In serotonin in particular, it messes with how our nerves interact with our body. Symptoms tend to include everything from diarrhoea, dizziness and vomiting to more severe side effects such as muscle spasms, seizures and loss of consciousness.

How does it occur?
Usually you are taking medication which gives serotonin to your body, most of the time because you are lacking it (according usually to your own admission). As a result your body over the coming days begins to slowly overdose more and more until your side effects become noticeable. The cure in this situation would be to change your medication to suit your problem.

In more rare cases, people can be failing to regulate their levels of serotonin in their bodies – this is obviously not their fault. As such serotonin blockers are usually prescribed.

Anonymous 0 Comments

In most things in the body, too much or too little of a substance is bad. We need it within a specific amount at specific times.

For example, adrenaline. We always have low levels of adrenaline in our body, that is normal. But at times we need high levels (think when you need to run quickly). The body responds by increasing the amount of adrenaline it puts into the blood so it can do its thing. Once we no longer need that high level, the body reduces the amount it puts in the blood again. This is all done by various feed back loops.

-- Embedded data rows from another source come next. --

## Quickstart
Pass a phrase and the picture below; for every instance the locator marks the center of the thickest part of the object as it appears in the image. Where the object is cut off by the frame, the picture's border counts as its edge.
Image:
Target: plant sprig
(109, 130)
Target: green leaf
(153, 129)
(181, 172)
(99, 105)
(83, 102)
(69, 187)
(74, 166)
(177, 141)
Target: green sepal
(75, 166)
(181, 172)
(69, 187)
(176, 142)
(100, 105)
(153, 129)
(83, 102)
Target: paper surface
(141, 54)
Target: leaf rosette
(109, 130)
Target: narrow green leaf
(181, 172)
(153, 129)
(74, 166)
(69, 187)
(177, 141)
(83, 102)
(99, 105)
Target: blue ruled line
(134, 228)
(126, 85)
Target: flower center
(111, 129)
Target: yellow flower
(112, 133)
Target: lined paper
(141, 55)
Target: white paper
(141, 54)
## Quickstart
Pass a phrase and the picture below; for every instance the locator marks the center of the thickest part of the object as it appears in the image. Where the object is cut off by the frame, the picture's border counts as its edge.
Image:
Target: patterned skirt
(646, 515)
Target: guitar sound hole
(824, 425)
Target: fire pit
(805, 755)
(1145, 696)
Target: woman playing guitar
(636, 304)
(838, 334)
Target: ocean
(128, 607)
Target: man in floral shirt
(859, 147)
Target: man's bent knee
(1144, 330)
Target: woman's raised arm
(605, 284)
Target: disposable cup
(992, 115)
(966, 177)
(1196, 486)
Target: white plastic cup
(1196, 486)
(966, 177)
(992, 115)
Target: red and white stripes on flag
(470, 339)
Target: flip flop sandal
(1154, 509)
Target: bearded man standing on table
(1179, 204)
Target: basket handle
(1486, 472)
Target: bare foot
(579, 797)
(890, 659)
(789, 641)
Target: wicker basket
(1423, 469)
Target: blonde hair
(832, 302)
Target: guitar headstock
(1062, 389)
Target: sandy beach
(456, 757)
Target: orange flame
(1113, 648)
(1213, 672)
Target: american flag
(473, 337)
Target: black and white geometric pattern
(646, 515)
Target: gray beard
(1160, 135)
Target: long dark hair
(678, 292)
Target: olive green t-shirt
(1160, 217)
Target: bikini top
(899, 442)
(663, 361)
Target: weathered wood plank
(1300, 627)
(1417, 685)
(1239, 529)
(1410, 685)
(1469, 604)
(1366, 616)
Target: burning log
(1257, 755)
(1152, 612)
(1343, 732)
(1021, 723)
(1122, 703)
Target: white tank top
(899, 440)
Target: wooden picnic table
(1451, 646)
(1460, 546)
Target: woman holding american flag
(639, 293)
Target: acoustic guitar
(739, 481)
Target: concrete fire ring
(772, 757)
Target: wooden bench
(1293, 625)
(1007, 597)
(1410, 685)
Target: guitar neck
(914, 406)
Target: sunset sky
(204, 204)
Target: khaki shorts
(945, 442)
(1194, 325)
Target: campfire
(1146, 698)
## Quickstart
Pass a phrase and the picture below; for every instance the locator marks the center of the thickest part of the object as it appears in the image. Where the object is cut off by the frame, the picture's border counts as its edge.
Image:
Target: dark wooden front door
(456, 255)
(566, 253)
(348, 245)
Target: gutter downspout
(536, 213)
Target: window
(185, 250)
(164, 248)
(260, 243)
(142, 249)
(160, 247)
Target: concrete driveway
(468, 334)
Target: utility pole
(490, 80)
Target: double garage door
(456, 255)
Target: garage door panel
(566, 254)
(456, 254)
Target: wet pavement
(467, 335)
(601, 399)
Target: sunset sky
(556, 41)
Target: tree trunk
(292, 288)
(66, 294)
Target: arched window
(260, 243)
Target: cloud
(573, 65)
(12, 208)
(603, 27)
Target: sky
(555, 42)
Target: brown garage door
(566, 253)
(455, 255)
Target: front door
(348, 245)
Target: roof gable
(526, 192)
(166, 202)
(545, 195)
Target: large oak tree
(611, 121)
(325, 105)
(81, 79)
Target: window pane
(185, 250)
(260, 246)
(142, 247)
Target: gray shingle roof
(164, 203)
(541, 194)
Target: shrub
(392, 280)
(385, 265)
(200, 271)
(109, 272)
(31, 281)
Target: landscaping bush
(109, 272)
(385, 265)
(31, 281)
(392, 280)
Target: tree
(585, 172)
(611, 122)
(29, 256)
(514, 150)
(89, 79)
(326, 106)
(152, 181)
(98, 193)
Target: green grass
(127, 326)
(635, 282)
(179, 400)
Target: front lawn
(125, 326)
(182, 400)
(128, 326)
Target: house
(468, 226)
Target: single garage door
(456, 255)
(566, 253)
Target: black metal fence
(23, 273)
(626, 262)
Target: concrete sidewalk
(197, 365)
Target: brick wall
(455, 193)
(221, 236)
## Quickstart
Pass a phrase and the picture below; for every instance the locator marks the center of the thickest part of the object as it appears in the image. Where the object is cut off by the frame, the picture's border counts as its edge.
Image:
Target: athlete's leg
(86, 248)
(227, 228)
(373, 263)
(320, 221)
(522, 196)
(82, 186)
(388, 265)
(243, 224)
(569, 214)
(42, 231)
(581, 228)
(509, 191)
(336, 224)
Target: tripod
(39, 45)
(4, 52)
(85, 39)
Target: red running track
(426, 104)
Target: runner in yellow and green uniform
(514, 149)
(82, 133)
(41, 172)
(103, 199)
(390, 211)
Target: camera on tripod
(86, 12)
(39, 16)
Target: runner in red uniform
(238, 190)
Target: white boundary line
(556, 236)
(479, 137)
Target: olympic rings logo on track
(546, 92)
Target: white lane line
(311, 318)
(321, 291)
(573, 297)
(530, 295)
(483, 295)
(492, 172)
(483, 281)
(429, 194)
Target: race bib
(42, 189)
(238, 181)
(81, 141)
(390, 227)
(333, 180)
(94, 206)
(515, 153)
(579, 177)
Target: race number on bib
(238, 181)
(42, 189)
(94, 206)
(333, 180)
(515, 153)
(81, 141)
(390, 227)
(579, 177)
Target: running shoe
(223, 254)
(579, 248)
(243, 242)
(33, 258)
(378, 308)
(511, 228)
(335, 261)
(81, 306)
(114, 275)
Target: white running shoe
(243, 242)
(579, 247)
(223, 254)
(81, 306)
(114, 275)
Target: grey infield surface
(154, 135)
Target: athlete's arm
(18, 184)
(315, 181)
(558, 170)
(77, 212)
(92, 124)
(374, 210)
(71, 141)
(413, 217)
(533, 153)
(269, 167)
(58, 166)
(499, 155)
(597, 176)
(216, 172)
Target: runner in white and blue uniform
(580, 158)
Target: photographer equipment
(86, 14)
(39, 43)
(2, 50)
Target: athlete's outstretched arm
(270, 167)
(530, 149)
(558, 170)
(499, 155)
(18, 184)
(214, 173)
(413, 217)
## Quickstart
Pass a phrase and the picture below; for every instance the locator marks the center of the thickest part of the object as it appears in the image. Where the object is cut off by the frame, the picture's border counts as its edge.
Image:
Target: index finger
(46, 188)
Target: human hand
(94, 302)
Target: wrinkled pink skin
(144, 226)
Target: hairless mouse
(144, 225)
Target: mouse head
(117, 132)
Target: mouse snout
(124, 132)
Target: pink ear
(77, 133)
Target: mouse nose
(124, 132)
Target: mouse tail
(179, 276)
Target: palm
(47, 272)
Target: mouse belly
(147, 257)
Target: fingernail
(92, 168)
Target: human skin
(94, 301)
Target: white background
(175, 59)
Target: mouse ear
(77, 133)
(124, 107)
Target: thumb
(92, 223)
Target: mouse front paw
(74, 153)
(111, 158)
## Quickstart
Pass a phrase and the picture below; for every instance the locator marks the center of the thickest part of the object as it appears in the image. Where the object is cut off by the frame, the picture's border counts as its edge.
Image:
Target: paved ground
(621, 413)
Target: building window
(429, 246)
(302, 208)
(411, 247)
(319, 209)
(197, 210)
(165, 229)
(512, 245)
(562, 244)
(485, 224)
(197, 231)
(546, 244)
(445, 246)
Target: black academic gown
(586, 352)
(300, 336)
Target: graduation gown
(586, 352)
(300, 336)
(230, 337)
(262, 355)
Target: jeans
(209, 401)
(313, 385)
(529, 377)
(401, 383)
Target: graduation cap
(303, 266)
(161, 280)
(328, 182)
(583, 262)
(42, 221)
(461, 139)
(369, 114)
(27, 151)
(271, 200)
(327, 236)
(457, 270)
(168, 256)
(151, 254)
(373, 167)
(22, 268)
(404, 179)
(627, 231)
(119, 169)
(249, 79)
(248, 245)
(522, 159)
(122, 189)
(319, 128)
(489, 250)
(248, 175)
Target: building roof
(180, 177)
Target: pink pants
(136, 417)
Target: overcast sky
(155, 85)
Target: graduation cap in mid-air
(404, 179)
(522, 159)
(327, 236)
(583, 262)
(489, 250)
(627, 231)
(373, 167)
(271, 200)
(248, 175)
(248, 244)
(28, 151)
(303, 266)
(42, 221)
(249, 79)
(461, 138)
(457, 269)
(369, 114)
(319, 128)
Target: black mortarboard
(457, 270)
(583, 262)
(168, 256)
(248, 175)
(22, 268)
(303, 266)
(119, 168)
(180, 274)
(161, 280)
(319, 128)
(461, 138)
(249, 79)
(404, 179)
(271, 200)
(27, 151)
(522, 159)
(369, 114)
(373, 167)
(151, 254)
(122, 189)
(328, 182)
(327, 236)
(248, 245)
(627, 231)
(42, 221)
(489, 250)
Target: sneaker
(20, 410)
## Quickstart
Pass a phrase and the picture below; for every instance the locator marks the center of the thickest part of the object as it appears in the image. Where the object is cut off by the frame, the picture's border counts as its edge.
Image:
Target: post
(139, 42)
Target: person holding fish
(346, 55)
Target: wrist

Another is insulin. We need more of this when sugar levels in the blood increase, but if insulin levels didn’t fall down again once our sugar levels have fallen back to normal levels, we would get profoundly low blood sugar levels which is dangerous and ultimately lethal.

Now serotonin syndrome:

This is when your body is literally producing too much serotonin. And it is producing phenomenally high amounts. It is usually cause by various drugs. Either an overdose, or an unexpected reaction to normal amounts.

Because of the high serotonin, the serotonin produces the symptoms of serotonin in hyperdrive. These include things like high blood pressure, excessive sweating, really high fever, tremour, agitation, confusion, and other issues.

These symptoms are because serotonin is involved in lots of processes normally, but now that there is too much serotonin, they are all exaggerated.

To treat serotonin syndrome:
1. Stop the drug that caused it in the first place. This will allow the serotonin levels to fall to normal as the serotonin is used up, but not replaced at high levels again
2. Help the patient through the symptoms while the serotonin levels fall. In mild cases it might just be a case of the patient riding it out. In severe cases it might need drugs to counter act the effects of the serotonin while it’s high, and other methods to stop the symptoms that are causing problems, and it may need to be aggressive treatment to save the persons life

This could be things like reducing temperature (really high temperatures over 41C are dangerous and stop vital processes in cells happening). Or paralysing the patient to stop the muscular continually contracting (think major tremour all over the body). This is because that level of sustained muscle contraction will lead to muscle cells breaking down, and the stuff that goes into the blood stream can have effects that causes life threatening arrhythmias, or damage the kidneys.

Once the serotonin levels fall, the supportive treatment can be withdrawn.